First find R_th at 40°C (T = 313.15 K, T₀ = 298.15 K): R = 10000 × exp(3950 × (1/313.15 − 1/298.15)) = 10000 × exp(3950 × (3.192×10⁻³ − 3.354×10⁻³)) = 10000 × exp(3950 × (−1.618×10⁻⁴)) = 10000 × exp(−0.6391) = 10000 × 0.5277 = 5277 Ω ≈ 5.28 kΩ. For V_out = 3.0 V: V_out/V_s = R_th/(R_fixed + R_th) → 3.0/6.0 = 5277/(R_fixed + 5277) → 0.5(R_fixed + 5277) = 5277 → R_fixed = 5277 Ω ≈ 5.3 kΩ. (Note: the exact answer depends slightly on the value of R at 40°C calculated — the simulation uses R₀ = 10 kΩ giving R(40°C) ≈ 6.7 kΩ with slightly different parameters.)
Q4
Explain why a platinum resistance thermometer (PRT) gives a more accurate temperature measurement than an NTC thermistor, despite the thermistor being more sensitive.
A PRT has resistance that varies approximately linearly with temperature (R = R₀(1 + αT)), making it easy to calibrate accurately and giving consistent readings across a wide range (−200°C to +850°C). The relationship is well-characterised and reproducible between different PRTs. An NTC thermistor is much more sensitive (larger dR/dT), making it good for detecting small temperature changes, but: (1) the exponential relationship requires the B-constant which varies between individual thermistors; (2) the relationship is strongly non-linear, requiring careful calibration at multiple points; (3) the useful range is limited (typically −50°C to +150°C); (4) self-heating (current through the thermistor generates heat) can cause systematic errors. Accuracy requires calibration against a known standard — the non-linearity makes interpolation between calibration points less reliable than for a PRT.
Q5
The student's V vs T graph for the potential divider is not linear. Explain why not, and explain what shape the curve takes.

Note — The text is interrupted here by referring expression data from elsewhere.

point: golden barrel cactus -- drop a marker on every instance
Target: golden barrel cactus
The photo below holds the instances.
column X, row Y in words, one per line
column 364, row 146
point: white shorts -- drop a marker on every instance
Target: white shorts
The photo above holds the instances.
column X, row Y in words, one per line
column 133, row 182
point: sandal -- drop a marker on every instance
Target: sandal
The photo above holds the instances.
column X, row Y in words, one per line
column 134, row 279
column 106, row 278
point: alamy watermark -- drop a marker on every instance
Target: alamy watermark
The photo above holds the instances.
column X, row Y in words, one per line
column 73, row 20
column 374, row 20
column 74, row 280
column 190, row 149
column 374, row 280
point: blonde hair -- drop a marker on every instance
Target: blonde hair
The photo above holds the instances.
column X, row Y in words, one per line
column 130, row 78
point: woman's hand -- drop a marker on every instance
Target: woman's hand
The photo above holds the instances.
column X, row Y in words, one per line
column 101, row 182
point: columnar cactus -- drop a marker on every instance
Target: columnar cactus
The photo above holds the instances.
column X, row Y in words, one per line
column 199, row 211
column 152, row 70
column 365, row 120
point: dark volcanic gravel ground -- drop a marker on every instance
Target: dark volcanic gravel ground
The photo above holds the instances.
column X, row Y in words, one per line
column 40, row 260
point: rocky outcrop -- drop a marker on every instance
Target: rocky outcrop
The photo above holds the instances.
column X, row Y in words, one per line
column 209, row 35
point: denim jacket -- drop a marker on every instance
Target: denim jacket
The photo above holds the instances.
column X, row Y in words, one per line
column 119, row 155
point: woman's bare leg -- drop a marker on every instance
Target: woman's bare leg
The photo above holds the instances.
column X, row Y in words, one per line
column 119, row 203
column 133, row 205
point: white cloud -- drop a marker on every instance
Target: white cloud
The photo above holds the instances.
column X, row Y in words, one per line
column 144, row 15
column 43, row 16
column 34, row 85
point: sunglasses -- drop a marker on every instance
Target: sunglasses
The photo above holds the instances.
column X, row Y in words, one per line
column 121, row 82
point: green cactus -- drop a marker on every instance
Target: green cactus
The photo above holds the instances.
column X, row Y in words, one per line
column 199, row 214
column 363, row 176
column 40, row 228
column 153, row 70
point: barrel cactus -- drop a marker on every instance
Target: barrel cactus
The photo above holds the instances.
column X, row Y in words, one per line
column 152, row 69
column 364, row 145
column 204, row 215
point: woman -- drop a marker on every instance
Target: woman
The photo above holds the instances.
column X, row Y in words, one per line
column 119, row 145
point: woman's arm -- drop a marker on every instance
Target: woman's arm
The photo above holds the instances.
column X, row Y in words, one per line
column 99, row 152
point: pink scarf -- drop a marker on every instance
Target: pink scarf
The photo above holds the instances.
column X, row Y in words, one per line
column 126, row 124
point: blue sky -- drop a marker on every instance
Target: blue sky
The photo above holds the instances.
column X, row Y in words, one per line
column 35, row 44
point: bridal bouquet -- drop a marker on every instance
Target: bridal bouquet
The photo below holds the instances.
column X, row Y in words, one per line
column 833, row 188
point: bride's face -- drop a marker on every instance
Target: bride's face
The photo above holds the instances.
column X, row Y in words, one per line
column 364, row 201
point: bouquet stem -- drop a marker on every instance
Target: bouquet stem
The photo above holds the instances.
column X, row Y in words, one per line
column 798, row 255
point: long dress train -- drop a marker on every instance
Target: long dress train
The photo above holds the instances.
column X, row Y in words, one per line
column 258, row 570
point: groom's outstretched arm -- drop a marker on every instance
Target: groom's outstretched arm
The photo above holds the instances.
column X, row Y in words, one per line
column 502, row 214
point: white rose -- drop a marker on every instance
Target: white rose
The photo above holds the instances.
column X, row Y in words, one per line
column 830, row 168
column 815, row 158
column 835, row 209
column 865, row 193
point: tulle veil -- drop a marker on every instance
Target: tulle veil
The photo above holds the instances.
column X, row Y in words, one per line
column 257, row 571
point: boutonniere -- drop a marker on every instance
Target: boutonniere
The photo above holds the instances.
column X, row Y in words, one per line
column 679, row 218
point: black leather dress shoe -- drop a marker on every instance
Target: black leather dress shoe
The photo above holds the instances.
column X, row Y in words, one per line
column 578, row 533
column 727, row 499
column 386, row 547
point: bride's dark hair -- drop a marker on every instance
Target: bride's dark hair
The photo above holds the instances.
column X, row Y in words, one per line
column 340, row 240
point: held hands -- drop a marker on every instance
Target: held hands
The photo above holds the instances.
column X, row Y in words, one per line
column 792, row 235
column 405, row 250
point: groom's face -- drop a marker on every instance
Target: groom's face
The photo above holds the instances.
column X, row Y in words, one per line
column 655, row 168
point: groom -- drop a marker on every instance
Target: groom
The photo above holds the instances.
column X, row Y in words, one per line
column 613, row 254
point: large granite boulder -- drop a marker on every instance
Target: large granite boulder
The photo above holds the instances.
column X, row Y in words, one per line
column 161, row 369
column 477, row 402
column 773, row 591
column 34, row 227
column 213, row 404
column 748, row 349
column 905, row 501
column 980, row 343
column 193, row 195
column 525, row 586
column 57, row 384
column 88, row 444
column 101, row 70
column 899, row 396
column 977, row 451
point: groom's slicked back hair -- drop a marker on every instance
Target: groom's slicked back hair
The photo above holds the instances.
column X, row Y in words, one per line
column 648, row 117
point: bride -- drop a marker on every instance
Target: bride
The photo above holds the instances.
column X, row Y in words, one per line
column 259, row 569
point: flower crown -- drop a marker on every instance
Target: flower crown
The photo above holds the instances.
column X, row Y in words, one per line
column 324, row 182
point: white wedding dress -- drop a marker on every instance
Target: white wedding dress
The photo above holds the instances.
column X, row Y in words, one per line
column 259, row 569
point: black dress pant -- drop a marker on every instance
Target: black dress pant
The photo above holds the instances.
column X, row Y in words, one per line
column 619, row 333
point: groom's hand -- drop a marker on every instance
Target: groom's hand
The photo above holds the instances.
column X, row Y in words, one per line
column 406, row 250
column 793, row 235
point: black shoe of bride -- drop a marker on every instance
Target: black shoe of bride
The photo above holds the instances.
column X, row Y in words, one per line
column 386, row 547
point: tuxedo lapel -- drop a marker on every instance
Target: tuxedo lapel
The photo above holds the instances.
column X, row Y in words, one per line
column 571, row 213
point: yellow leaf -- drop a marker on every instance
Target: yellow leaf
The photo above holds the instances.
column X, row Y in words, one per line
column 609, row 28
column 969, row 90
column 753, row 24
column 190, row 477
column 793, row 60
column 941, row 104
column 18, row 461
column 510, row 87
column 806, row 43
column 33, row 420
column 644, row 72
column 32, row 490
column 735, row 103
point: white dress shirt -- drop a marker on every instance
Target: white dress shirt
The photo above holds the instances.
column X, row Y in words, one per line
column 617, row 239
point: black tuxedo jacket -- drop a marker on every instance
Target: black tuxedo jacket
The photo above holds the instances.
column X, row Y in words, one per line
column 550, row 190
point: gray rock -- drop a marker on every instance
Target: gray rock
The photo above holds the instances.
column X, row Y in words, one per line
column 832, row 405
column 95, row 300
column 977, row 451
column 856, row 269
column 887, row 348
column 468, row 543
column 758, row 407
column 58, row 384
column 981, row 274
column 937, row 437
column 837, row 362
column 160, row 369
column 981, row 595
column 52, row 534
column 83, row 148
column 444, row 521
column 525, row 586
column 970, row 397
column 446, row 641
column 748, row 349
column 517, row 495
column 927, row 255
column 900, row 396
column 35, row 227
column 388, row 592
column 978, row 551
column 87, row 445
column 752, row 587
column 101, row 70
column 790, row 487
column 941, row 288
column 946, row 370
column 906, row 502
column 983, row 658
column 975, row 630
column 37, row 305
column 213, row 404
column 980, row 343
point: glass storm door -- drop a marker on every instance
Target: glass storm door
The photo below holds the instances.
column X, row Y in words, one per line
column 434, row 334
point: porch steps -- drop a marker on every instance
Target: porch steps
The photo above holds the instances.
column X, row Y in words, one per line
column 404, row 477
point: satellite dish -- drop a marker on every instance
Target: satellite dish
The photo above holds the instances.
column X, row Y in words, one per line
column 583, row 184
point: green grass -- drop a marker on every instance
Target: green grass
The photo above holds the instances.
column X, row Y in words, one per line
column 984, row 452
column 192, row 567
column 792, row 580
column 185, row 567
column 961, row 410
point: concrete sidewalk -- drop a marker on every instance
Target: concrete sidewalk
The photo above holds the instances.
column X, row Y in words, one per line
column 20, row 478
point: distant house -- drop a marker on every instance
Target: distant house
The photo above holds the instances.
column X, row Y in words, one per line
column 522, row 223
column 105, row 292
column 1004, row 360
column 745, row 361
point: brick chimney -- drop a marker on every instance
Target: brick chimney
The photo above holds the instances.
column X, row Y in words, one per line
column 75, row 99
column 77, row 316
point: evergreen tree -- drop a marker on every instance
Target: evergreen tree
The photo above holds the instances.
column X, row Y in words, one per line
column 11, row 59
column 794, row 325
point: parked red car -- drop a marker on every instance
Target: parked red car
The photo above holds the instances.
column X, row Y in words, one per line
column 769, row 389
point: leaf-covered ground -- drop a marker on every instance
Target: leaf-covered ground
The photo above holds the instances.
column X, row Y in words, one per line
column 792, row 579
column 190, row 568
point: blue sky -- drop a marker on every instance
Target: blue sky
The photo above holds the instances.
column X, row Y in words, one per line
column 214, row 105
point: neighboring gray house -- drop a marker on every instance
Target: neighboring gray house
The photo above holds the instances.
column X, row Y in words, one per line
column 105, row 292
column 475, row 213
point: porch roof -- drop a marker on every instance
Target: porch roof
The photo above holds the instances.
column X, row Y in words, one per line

V_out = V_s × R_th(T)/(R_fixed + R_th(T)). Since R_th(T) = R₀·exp(B/T) varies exponentially with temperature, V_out cannot be linear in T. At low temperatures: R_th is very large (R_th >> R_fixed), so V_out ≈ V_s (approaches supply voltage). At high temperatures: R_th → 0, so V_out → 0. The curve is a decreasing, concave-down shape — it falls steeply at moderate temperatures where R_th is comparable to R_fixed (maximum sensitivity), and flattens at both extremes. The point of steepest slope (maximum sensitivity as a thermostat) occurs approximately where R_th = R_fixed, which can be designed to coincide with the target control temperature by choosing R_fixed = R_th(T_target).